Unser Problem ist, dass wir nur noch Einzelkinder haben. Früher gab es die Großfamilie. Das Schlimme ist, wir sind jetzt reich, haben die Wohnung, das Auto, sind gereist und schaffen uns jetzt noch ein Kind an, bei dem nicht gespart werden soll. Und da wir dann alle schon so alt sind, machen wir kein zweites mehr. Dieses Kind kann gar keine eigenen Erfahrungen machen, da es ständig im Mittelpunkt steht. Und dann hat man eben auch mehr Angst um dieses eine Kind, behütet es zu sehr.

Was muss ich beachten, wenn ich einen Spielplatz im urbanen Berlin oder im ländlichen Bayern baue?

Auf dem Land brauchen wir eigentlich keine Spielplätze, da es dort genügend Wälder, Wiesen, Gärten und Freiflächen gibt. Aber wir brauchen Müttertreffpunkte, da ihnen zu Hause die Decke auf den Kopf fällt. Wir brauchen Treffpunkte, wo man gemütlich sitzen kann, möglichst Witterungs- und Sichtschutz hat. Die Mütter sollten eng zusammensitzen, damit sie sich leichter ansprechen können. Auf dem Land muss man mehr an die Mütter als an die Kinder denken.

Und in der Stadt?

In Hochhaussiedlungen brauche ich eher etwas, wo sich die Kinder abreagieren können. Sonst müssen die ja immer still sein und dürfen nicht rumtoben. Auf diesen Spielplätzen muss Krach sein, da brauche ich Geräte, große Drehscheiben, wo ich laufen und runterspringen kann. Oder große Schwinggeschichten oder Netze, wo ich rumklettern und laut sein kann. Ich muss auf diesen Spielplätzen Aggressionen ausleben können.

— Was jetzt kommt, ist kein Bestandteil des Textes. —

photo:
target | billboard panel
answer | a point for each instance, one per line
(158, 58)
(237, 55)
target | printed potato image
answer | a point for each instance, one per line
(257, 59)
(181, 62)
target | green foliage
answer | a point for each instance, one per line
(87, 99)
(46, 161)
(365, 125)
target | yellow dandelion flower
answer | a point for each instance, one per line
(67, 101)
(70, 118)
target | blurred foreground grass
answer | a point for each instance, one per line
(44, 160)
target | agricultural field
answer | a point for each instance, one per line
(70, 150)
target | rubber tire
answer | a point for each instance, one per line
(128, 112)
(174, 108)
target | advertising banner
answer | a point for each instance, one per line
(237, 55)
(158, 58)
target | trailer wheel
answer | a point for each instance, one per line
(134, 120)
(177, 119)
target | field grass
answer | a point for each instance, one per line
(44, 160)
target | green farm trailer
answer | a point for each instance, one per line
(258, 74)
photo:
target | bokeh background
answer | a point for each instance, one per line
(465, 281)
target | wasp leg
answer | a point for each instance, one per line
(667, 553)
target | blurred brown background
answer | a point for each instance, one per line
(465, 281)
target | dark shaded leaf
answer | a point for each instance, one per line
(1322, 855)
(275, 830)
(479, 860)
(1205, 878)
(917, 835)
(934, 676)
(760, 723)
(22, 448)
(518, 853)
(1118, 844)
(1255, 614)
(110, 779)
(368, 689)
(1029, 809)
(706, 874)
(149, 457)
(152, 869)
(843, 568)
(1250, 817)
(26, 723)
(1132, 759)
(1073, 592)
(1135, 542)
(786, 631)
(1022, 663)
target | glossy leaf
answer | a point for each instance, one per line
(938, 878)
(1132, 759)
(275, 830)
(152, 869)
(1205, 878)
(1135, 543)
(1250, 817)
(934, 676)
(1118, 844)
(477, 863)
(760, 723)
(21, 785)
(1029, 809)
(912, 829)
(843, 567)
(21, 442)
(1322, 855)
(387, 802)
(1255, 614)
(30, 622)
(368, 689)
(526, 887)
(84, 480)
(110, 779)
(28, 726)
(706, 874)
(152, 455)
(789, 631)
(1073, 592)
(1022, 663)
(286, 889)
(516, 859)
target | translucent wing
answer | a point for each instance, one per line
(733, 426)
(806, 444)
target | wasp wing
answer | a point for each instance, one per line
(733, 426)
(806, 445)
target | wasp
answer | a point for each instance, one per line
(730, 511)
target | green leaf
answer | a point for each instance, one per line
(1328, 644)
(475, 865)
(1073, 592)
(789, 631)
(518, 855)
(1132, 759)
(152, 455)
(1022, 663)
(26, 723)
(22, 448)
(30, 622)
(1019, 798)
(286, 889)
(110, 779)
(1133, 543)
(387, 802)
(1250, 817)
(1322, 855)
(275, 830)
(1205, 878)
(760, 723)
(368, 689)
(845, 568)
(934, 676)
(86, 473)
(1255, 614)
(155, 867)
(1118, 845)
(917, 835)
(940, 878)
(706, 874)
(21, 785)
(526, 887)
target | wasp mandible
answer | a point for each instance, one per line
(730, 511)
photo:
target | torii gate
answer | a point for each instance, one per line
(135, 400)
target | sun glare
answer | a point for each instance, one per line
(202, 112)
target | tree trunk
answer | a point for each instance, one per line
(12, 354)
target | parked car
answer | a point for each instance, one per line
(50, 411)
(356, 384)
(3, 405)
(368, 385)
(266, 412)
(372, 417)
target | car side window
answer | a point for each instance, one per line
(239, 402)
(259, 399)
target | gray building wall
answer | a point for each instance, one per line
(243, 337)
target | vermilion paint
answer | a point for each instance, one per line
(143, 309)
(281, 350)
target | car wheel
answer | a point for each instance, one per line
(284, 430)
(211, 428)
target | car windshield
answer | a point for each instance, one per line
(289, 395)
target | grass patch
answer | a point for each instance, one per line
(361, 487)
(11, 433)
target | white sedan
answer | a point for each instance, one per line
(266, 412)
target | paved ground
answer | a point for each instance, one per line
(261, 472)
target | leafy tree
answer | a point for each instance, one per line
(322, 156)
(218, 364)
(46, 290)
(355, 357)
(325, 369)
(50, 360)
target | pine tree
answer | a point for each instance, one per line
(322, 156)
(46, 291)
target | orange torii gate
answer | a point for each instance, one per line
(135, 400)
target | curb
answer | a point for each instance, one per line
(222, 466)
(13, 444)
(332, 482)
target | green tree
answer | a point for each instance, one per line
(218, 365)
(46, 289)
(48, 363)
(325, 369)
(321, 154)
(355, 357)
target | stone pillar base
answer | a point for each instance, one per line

Wie ist es mit Mädchen und Jungen. Brauchen die andere Spielgeräte?

Früher wurde viel darüber diskutiert und auch viel versucht. Aber das war auch wieder so ein Denkfehler der 68er Zeit. Unser Junge hat auch Puppen bekommen und das Mädchen Autos. Und was ist passiert? Sie hat die Autos gegen die Puppen getauscht und unser Sohn wollte nicht mit den Puppen spielen. Mädchen und Jungen sind unterschiedlich, aber auf dem Spielplatz gleicht sich das aus. Es gibt Mädchen, die größer, abenteuerlicher als Jungen sind, die höher klettern und weiter springen wollen. Jahrelang hat man versucht, unterschiedliche Spielgeräte für Mädchen und Jungen zu bauen. Es hat nicht funktioniert. Die Jungen haben an den vermeintlichen Mädchensachen gespielt. Zum Beispiel ein Häuschen: Mädchen spielen dort vielleicht Mutter, Vater, Kind und die Jungs vielleicht Cowboy. Oder sie spielen mit den Mädchen und sind dann der Familienvater. Es gibt keine spezifischen Jungen- oder Mädchengeräte. Alle Versuche sind gescheitert.

Sie haben in New York, Puerto Rico, Italien und anderswo Spielplätze gebaut. Gibt es kulturelle Unterschiede?

In Amerika steht der Leistungsgedanke im Vordergrund. Spielen fängt ja dort an, wo ich mich langweile. Was ist denn das, ach das ist ja wie bei Rumpelstilzchen, wo ich aus Stroh Gold webe. Dieses Geschichtenerzählen braucht Freiraum, braucht Entscheidungsfreudigkeit. Die amerikanischen Spielplätze bieten keine Freiräume, sie sind wie schnell konsumierbares Fast Food. Ich werde durch den Spielplatz hindurchgescheucht. Da sollen fette Kinder klettern, wie bei einem Hindernislauf, und danach bekommen sie wieder Cola. Da geht es um Leistung, da sagen die Eltern, meiner ist viel schneller als deiner. Das ist kein Spielen.

Und in Südeuropa?

Da geht man ganz anders mit Kindern um. Nur ein Beispiel: Als unser Enkel drei Jahre war, fiel ihm in Deutschland eine Kugel Eis auf den Boden. Was für ein Theater: „Das Kind ist eben noch zu klein, und jetzt darf ich hier den Dreck wieder wegwischen.“ Vierzehn Tage später sind wir im Urlaub in Italien. Gleiche Szene: Bums, das Eis fällt auf den Boden. Und was passiert? Die Verkäuferin bringt dem Kind sofort ein neues Eis und tröstet es noch. Die Kinder in Italien brauchen keine Spielplätze, die sind in die Familie und die Gesellschaft integriert. Die Spielplätze in Italien sind grauenvoll, auch weil sie keiner benutzt. Wenn wir die Kinder in unserer Gesellschaft akzeptieren würden, dann bräuchten wir keinen Getto-Spielplatz.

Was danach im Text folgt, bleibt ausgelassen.